Electric leads 182 (there are three such leads in this specific example, to permit rotation and counterrotation of the motor) link the motor and the electronic utility and provide power to the motor. The link to the electronic utility is through printed circuit board (PCB) 184 that is provided with contact points 186 that are pressure-engaged with connector pins 188, that have each a spring biased pin head that bears on the contact points 186.

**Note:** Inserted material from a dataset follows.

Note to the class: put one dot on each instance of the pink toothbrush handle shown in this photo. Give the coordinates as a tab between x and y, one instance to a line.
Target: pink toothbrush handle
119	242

In the locked state shown in Fig. 5A, the piston 136 is blocked from forward axial displacement by blocking pin 172. When the user presses the proximal end 120 of the piston in a rearward direction, the piston is displaced into the retracted position, end its distal end 138 comes into contact with piston detector switch 150 to close a piston detector circuit to thereby awaken the processor of the electronic utility. If the processor then receives an authenticating signal from a user-held device, transmitted wirelessly, the processor activates motor 166 to rotate, bringing to rotation of the motor cam 170 from the blocking state shown in Figs. 5A-5B to the unblocking state shown in Figs. 5C-5D. Consequently, blocking pin 172 is downwardly displaced into its unblocking position, permitting the forward axial displacement of piston 136. The piston's proximal portion 120 can then be held by the user and rotated about axis 132 to cause lock cam 154 to rotate from its state in Figs. 5A-5C to that in Fig. 5D. Upon such rotation, the lock can be opened as seen in Fig. 5E.

For locking, the lock body 116 is pushed back into lock cavity 104, proximal portion 120 of piston 136 is rotated to bring projection 156 of the lock cam 154 to engagement with the lock-engaging opening 126. Then the piston 136 may be pushed in the rearward direction, and upon reaching the retracted position it engages pin 150 that causes the motor to rotate back into the blocking state, pushing blocking pin 172 upwardly back to its blocking position.

Fig. 7 is a schematic representation of the electronic utility. Piston detector switch 150 is part of a piston detector circuit Cl that includes resistor Rl, and motor detector switch 180 is part of a motor detector circuit C2 that includes resistor R2. Upon contact between the piston 136 and piston detector switch 150, the circuit Cl is closed through lock body 116, and similarly upon engagement of motor detector switch 180, circuit C2 is closed through the lock body 116. Processor P has analogue inputs (VI, V2) measuring the potential across circuits Cl and C2, and in this way determination can be made whether each of both of the circuits are opened or closed, providing various indications of the lock's status. The processor P has also analogue outputs Ol and 02 providing voltage to the motor for rotation and counterrotation, as the case may be.

Upon closure of the piston detector circuit Cl, the processor of the control and communication module 124 is awoken and checks status of the motor detector circuit. If the motor detector circuit C2 is closed, this signifies that the lock is locked and the control and communication module seeks an authentication signal from a user-held device 200, operating a suitable software utility 202 and communicates, through appropriate wireless communication protocol, with the control and communication utility 124 through transceiver 206. Upon receipt of such signal, the control and communication module 124 outputs an opening command for rotating the motor to the unblocking state. Alternatively, in case the motor detector circuit C2 is open, this signifies that the lock is open, and the control and communication module 124 outputs a closing command for rotating the motor to the blocking state, thereby locking the lock.

Further, upon or after outputting an opening command, the control and communication module 124 transmits, through opening of the motor detector circuit, to the user-held device 200, a lock open state indication. In addition, upon or after outputting a closing command, the control and communication module 124 can transmit, through closing of the motor detector circuit, to the user-held device, a lock closed state indication, that can then be transmitted or otherwise communicated to a central control server.